You can’t judge a book by its cover.
But vegetables are another story: The more vibrant the flesh, the more nutrients it contains. For instance, orange-hued winter squash are naturally chock-full of beta-carotene, fiber, magnesium and potassium.
This Pork, Fennel and Squash Stew combines squash with cubes of lean pork loin, silky half-moons of fennel, ribbons of leek, bits of red pepper and coins of carrot cooked in a reduced-sodium broth flavored with diced tomatoes and red wine.

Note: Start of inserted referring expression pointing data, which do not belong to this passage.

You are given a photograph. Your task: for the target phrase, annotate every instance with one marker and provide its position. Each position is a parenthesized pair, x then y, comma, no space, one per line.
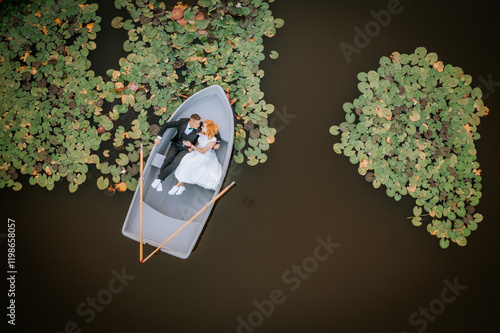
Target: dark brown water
(260,266)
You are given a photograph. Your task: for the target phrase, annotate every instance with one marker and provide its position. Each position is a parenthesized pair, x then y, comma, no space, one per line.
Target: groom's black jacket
(181,126)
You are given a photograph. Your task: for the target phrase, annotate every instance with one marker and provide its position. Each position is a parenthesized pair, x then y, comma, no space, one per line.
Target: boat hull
(164,214)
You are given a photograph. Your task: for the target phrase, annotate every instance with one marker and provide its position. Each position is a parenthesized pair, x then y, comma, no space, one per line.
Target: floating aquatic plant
(413,129)
(59,118)
(47,92)
(177,52)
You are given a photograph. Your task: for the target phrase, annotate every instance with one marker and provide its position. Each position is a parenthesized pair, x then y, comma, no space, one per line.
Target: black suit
(177,149)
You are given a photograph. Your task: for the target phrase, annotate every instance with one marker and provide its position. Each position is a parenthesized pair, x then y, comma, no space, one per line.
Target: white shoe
(173,190)
(156,182)
(181,190)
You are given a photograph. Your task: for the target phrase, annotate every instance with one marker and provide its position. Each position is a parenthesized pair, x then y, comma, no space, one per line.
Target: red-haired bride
(200,166)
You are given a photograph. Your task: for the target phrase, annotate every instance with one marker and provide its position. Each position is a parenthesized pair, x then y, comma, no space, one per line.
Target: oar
(195,216)
(141,185)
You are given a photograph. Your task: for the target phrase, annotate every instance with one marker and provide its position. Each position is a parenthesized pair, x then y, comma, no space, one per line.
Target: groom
(187,130)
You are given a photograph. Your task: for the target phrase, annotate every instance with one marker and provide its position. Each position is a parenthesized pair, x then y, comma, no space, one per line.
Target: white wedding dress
(200,169)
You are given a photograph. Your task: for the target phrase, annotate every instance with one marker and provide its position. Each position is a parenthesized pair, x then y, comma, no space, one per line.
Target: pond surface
(302,243)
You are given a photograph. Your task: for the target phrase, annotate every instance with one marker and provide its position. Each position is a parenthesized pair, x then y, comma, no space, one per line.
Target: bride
(200,166)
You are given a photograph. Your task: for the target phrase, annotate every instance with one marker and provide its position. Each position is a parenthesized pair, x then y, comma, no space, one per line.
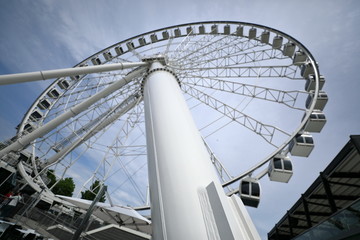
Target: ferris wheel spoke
(286,71)
(94,127)
(220,168)
(228,58)
(288,98)
(267,132)
(224,47)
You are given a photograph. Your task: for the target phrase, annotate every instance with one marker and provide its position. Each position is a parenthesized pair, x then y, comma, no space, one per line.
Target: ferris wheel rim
(298,44)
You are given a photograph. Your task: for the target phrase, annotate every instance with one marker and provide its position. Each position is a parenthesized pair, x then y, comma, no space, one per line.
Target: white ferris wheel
(254,92)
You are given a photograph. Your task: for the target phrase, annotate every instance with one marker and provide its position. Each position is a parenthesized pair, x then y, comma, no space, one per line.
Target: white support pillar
(187,201)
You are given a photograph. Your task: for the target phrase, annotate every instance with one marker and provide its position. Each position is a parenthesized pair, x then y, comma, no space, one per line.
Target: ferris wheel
(254,92)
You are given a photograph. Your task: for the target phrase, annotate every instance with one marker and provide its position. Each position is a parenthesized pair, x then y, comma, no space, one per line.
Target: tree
(93,191)
(51,176)
(64,187)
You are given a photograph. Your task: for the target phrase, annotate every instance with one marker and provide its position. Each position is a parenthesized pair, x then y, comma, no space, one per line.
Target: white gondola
(299,58)
(36,115)
(306,70)
(165,35)
(301,145)
(44,104)
(310,83)
(54,93)
(316,122)
(189,30)
(280,169)
(107,55)
(142,41)
(177,32)
(119,50)
(265,36)
(249,191)
(95,61)
(153,37)
(202,29)
(227,29)
(321,100)
(130,46)
(277,42)
(29,127)
(75,78)
(214,29)
(252,33)
(63,84)
(240,31)
(289,49)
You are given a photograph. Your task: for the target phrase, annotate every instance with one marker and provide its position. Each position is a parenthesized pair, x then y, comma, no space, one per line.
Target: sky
(41,35)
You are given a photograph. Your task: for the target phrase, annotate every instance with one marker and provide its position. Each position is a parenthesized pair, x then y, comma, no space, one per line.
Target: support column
(187,201)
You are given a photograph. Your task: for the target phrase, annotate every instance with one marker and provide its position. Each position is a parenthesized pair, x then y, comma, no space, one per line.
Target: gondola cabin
(306,70)
(316,122)
(249,191)
(96,61)
(165,34)
(252,33)
(299,58)
(227,29)
(202,29)
(36,115)
(310,83)
(63,84)
(189,30)
(321,102)
(107,55)
(301,145)
(44,104)
(54,93)
(289,49)
(265,36)
(277,42)
(153,38)
(240,31)
(280,169)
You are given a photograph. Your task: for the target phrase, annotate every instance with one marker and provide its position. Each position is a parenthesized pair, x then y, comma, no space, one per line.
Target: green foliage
(64,187)
(91,194)
(51,176)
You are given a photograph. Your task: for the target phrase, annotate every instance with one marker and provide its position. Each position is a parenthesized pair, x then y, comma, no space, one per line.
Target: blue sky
(40,35)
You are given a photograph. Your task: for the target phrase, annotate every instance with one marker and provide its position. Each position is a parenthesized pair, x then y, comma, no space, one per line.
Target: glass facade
(343,225)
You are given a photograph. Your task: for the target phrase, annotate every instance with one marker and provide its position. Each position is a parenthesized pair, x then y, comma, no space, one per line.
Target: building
(330,207)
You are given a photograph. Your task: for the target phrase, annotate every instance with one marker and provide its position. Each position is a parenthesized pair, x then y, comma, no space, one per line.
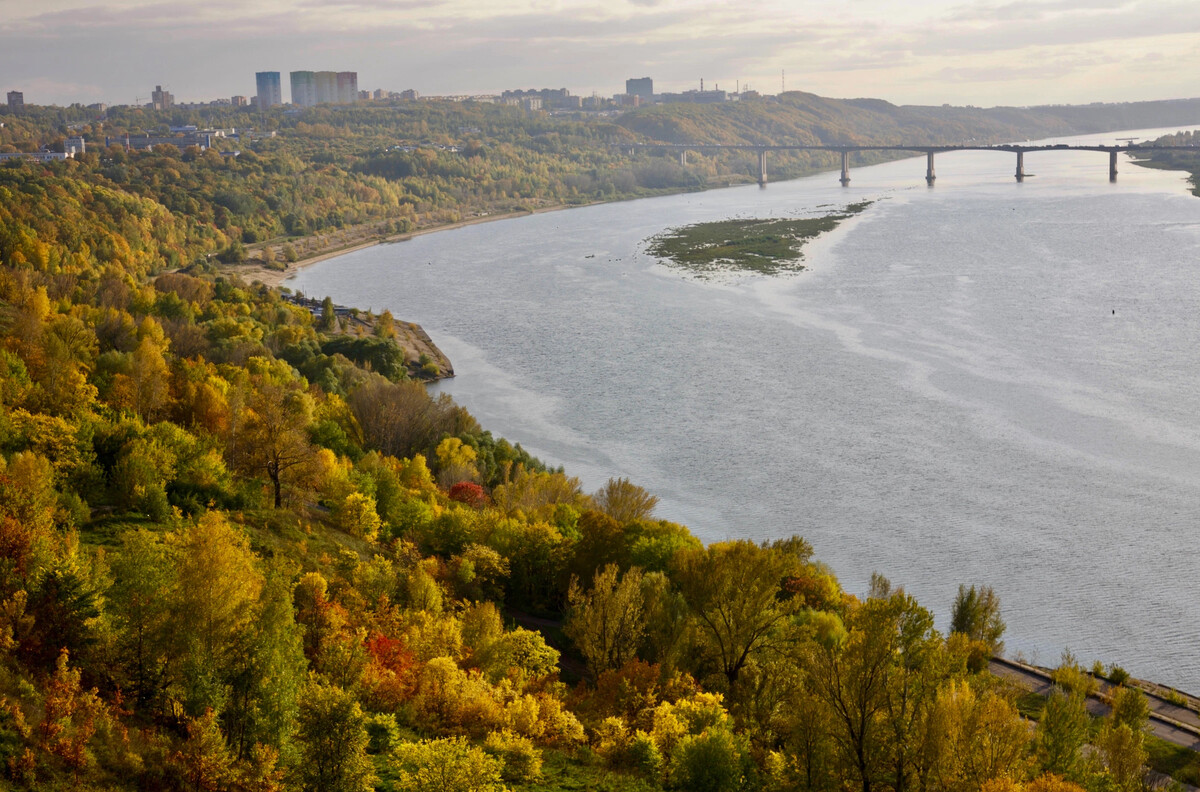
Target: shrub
(449,765)
(469,493)
(522,761)
(709,762)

Although stews are typically built on tough, economy cuts of meat that require long cooking times to break down the collagen, pork loin contains minimal fat, which helps create a fork-tender dish in record time.
Cooking tips: Pierce squash several times with the tip of a knife and microwave on high power for 2 minutes. Allow to stand 2 to 3 minutes. Using a heavy, sharp knife, carefully cut off stem and cut in half. Scoop out seeds with a teaspoon. Cut squash into 1 1/2-inch wedges. Peel each wedge, then cut into 3/4-inch cubes.
The layers of a leek typically contain grit and sand, so be sure to rinse well.
PORK, FENNEL AND SQUASH STEW
Makes 6 servings
1 tablespoon olive oil
1 1/2 pounds lean, boneless pork loin, trimmed of fat and cut into 3/4-inch cubes
1 medium onion, coarsely chopped
1 leek, halved and coarsely chopped (white portions only)
1 clove garlic, minced
2 carrots, sliced
2 small to medium fennel bulbs, trimmed and chopped
1/2 red bell pepper, chopped
1/2 teaspoon pepper
1/2 teaspoon rubbed sage
1/4 teaspoon salt
1/8 teaspoon cayenne pepper
1/8 teaspoon paprika
1/8 teaspoon ground nutmeg
1 (14.5-ounce) can no-salt-added diced tomatoes
1 cup fat-free reduced-sodium chicken broth
1/2 cup dry red wine
1/2 medium to large butternut, carnival or other winter squash, seeded, peeled and cut into 3/4-inch cubes (about 2 cups cubes)
4 teaspoons cornstarch
Spray a Dutch oven with nonstick spray coating. Add oil to pan and heat over medium-high heat. Add pork and cook, stirring occasionally, until pork is browned. Add onion, leek and garlic and cook, stirring occasionally, until onion wilts, about 3 to 4 minutes. Add carrots, fennel, red pepper and seasonings; cook, stirring frequently, 3 to 4 minutes. Stir in tomatoes, broth and wine. Cover, heat until boiling, reduce heat to low and cook 10 minutes.
Stir in squash. Cover and cook about 30 minutes or until vegetables are tender.
Blend cornstarch into 1 tablespoon cold water, blending until cornstarch is completely dissolved. Blend cornstarch mixture into stew. Increase heat to medium. Cook, stirring occasionally, until bubbly and slightly thickened, about 5 minutes.